AMF-IDBSCAN: Incremental Density Based Clustering Algorithm using Adaptive Median Filtering Technique
Date
2019
Authors
Journal Title
Journal ISSN
Volume Title
Publisher
Slovene Society Informatika
Abstract
Density-based spatial clustering of applications with noise (DBSCAN) is a fundamental algorithm for density-based clustering. It can discover clusters of arbitrary shapes and sizes from a large amount of data, which contains noise and outliers. However, it fails to treat large datasets, outperform when new objects are inserted into the existing database, remove noise points or outliers totally and handle the local density variation that exists within the cluster. So, a good clustering method should allow a significant density modification within the cluster and should learn dynamics and large databases. In this paper, an enhancement of the DBSCAN algorithm is proposed based on incremental clustering called AMF-IDBSCAN which builds incrementally the clusters of different shapes and sizes in large datasets and eliminates the presence of noise and outliers.
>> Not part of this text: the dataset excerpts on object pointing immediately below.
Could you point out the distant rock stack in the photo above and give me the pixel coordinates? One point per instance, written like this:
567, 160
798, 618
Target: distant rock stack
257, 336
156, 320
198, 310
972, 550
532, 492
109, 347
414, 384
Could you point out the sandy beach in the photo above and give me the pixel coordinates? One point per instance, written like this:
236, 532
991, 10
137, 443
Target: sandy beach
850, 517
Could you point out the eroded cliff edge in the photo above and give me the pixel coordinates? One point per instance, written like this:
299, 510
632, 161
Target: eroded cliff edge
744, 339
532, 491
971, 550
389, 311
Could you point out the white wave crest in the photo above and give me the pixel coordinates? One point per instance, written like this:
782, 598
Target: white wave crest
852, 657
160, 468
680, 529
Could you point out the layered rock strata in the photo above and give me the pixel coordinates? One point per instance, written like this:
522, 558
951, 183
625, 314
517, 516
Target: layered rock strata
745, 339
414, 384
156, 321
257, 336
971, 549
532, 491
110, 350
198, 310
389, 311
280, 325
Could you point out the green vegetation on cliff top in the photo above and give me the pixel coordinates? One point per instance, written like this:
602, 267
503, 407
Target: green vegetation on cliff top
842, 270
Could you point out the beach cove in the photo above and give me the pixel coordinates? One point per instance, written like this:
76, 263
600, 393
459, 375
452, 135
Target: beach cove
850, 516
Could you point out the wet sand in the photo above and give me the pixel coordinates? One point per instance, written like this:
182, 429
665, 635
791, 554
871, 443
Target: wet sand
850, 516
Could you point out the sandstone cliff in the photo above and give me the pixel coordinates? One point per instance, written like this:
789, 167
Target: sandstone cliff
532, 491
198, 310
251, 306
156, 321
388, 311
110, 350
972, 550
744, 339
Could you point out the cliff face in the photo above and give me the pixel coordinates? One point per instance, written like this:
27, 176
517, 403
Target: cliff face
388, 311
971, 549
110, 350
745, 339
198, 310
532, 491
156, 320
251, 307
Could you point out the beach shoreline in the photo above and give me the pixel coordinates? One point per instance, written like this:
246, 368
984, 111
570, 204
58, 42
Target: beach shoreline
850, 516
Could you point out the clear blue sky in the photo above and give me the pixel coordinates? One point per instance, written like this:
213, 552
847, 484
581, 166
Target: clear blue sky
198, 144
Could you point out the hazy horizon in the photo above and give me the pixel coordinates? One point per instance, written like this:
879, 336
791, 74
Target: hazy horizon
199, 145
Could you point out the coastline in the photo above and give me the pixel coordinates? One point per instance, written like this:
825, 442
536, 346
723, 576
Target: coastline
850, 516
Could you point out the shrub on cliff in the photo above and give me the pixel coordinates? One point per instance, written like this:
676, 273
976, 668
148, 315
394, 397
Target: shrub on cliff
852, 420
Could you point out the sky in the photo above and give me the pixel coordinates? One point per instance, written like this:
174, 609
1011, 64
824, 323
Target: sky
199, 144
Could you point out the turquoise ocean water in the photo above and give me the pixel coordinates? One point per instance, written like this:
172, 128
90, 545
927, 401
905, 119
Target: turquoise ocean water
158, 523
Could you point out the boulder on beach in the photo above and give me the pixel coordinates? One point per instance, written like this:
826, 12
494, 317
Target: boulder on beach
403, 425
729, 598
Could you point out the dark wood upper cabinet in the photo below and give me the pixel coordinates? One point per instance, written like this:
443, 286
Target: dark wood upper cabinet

The proposed AMF-IDBSCAN algorithm uses a canopy clustering algorithm for pre-clustering the data sets to decrease the volume of data, applies an incremental DBSCAN for clustering the data points and Adaptive Median Filtering (AMF) technique for post-clustering to reduce the number of outliers by replacing noises by chosen medians. Experiments with AMF-IDBSCAN are performed on the University of California Irvine (UCI) repository UCI data sets. The results show that our algorithm performs better than DBSCAN, IDBSCAN, and DMDBSCAN.